U.S. District Judge Stephen Friot, sitting in Oklahoma City, on June 6 ruled against 28 Oklahoma death row inmates’ argument that one of the drugs the state uses in its lethal injection protocol, the sedative midazolam, is an insufficient painkiller which makes the dying process severely and unconstitutionally painful, WRAL.com reported.

The Oklahoman reported that the court decision gives the state the ability to execute each of the 28 inmates over the next two years.

“Taking another life does not ultimately bring closure and peace to those who have lost a loved one, and it goes against the principle of valuing life,” Coakley said.

“Justice is necessary, but it is not enough,” he added. “Mercy perfects justice and brings healing.
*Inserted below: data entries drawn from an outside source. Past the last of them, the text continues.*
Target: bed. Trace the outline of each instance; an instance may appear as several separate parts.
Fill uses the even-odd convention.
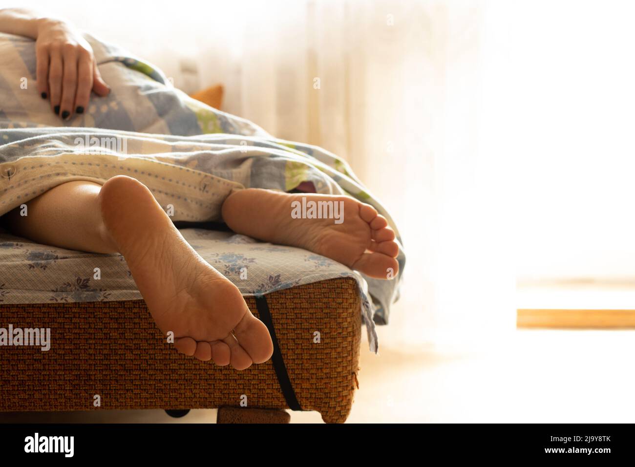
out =
[[[269,278],[273,250],[286,248],[228,232],[181,232],[246,291],[252,286],[241,283],[241,269],[247,267],[250,284]],[[55,248],[0,233],[0,327],[51,330],[48,350],[0,347],[0,411],[290,409],[344,422],[358,370],[358,282],[345,276],[320,280],[328,268],[347,268],[291,250],[297,251],[286,252],[284,267],[311,269],[318,280],[264,295],[245,292],[250,308],[274,337],[275,352],[267,363],[239,372],[182,355],[167,344],[120,255]],[[267,414],[275,419],[275,412],[262,414],[262,420]]]

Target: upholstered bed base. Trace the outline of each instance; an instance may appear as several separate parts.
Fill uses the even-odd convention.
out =
[[[48,351],[0,347],[0,411],[246,405],[317,410],[326,422],[345,421],[359,356],[356,281],[331,279],[246,300],[272,327],[276,352],[241,372],[177,353],[141,300],[0,303],[0,327],[51,328]]]

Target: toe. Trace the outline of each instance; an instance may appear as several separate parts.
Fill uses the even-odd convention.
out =
[[[241,347],[233,335],[230,334],[223,339],[223,342],[229,347],[231,353],[229,363],[236,370],[245,370],[251,366],[253,362],[249,356],[249,354]]]
[[[211,347],[211,359],[214,360],[215,363],[219,367],[229,365],[231,352],[227,344],[220,341],[216,341],[210,342],[210,346]]]
[[[377,216],[369,222],[370,225],[370,228],[373,230],[379,230],[380,229],[385,228],[388,226],[388,221],[386,220],[386,218],[383,215]]]
[[[247,311],[234,328],[241,347],[246,351],[255,363],[262,363],[271,358],[274,344],[264,323]]]
[[[377,217],[377,210],[370,205],[360,204],[359,217],[363,219],[364,222],[370,222]]]
[[[373,231],[373,240],[375,241],[391,241],[395,239],[395,232],[389,227]]]
[[[352,269],[375,279],[392,279],[399,271],[399,263],[383,253],[364,253],[355,262]]]
[[[383,253],[391,258],[396,258],[399,254],[399,245],[394,241],[373,241],[370,250],[377,253]]]
[[[181,337],[174,342],[174,346],[181,353],[192,356],[196,351],[196,341],[191,337]]]
[[[211,360],[211,346],[210,345],[210,343],[206,342],[196,342],[196,351],[194,352],[194,357],[203,362]]]

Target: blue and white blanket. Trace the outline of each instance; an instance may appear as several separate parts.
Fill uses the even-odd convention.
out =
[[[274,138],[251,122],[190,98],[170,86],[152,65],[88,34],[86,38],[112,91],[106,97],[91,96],[85,113],[62,122],[37,91],[34,42],[0,34],[0,215],[64,182],[103,182],[120,173],[146,184],[164,208],[171,208],[175,221],[218,219],[222,200],[236,187],[289,191],[311,182],[316,193],[346,194],[373,206],[388,219],[401,245],[390,215],[343,159],[316,146]],[[0,253],[20,248],[19,239],[4,240],[0,239]],[[257,248],[250,239],[232,243]],[[305,252],[309,263],[329,267],[319,274],[293,271],[295,277],[281,281],[280,274],[288,276],[290,271],[283,270],[286,266],[279,255],[297,248],[262,245],[272,257],[278,257],[281,270],[271,263],[267,267],[273,270],[267,275],[272,280],[237,283],[244,294],[355,277],[363,297],[371,348],[377,350],[374,323],[387,323],[390,305],[398,297],[405,263],[401,247],[400,271],[394,280],[371,279],[342,265],[331,267],[331,260]],[[234,280],[231,274],[229,278]],[[0,303],[11,302],[7,281],[0,272]],[[123,299],[117,294],[98,295],[92,299]],[[41,302],[43,297],[34,290],[14,296],[23,303]],[[79,296],[77,301],[91,300],[86,299]],[[71,294],[65,299],[74,299]]]

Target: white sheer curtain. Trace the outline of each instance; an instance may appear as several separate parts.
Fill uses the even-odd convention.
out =
[[[403,348],[513,328],[505,3],[71,1],[56,13],[188,91],[194,60],[201,87],[225,86],[225,110],[347,159],[403,238],[401,300],[380,330],[383,348]]]

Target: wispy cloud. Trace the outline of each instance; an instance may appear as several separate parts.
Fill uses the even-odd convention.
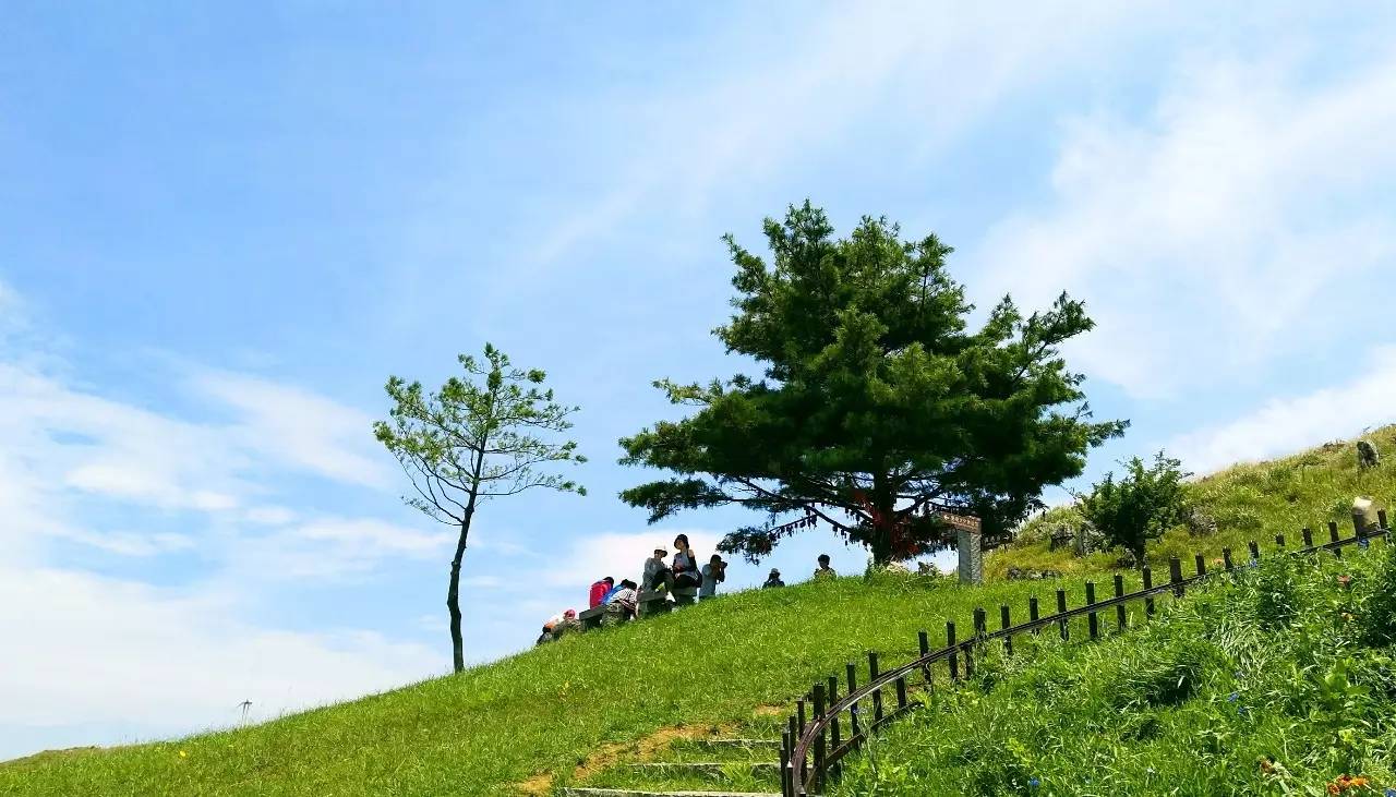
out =
[[[1168,451],[1196,473],[1235,462],[1293,454],[1326,440],[1346,438],[1393,420],[1396,345],[1379,346],[1353,363],[1347,384],[1307,395],[1275,398],[1255,412],[1175,437]]]
[[[1396,288],[1396,56],[1314,80],[1275,59],[1194,59],[1145,121],[1071,119],[1054,198],[973,257],[981,297],[1068,289],[1099,331],[1082,367],[1138,396],[1175,394],[1329,338],[1319,308]]]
I urge state leaders to end the death penalty in Oklahoma.”    

WRAL.com reported that the inmates’ attorneys are expected to appeal the decision to the 10th Circuit U.S. Court of Appeals in Denver.

Coakley has been an outspoken opponent of the death penalty. In November he praised Oklahoma Gov. Kevin Stitt, a Republican, for his “tremendous courage” in granting clemency to convicted murderer Julius Jones who was scheduled to be executed just hours later.

The court sentenced Jones to death about 20 years ago for the 1999 murder of Paul Howell. Jones maintains his innocence.

Over the centuries the Catholic Church had recognized the death penalty as an extreme but sometimes acceptable response to certain grave crimes. Modern popes, including Popes St. John Paul II and Benedict XVI, have called for an end to the use of the death penalty. In 2018, Pope Francis revised the Catechism of the Catholic Church to state that “‘the death penalty is inadmissible because it is an attack on the inviolability and dignity of the person’ (Francis, Discourse, Oct. 11, 2017), and [the Church] works with determination for its abolition worldwide.”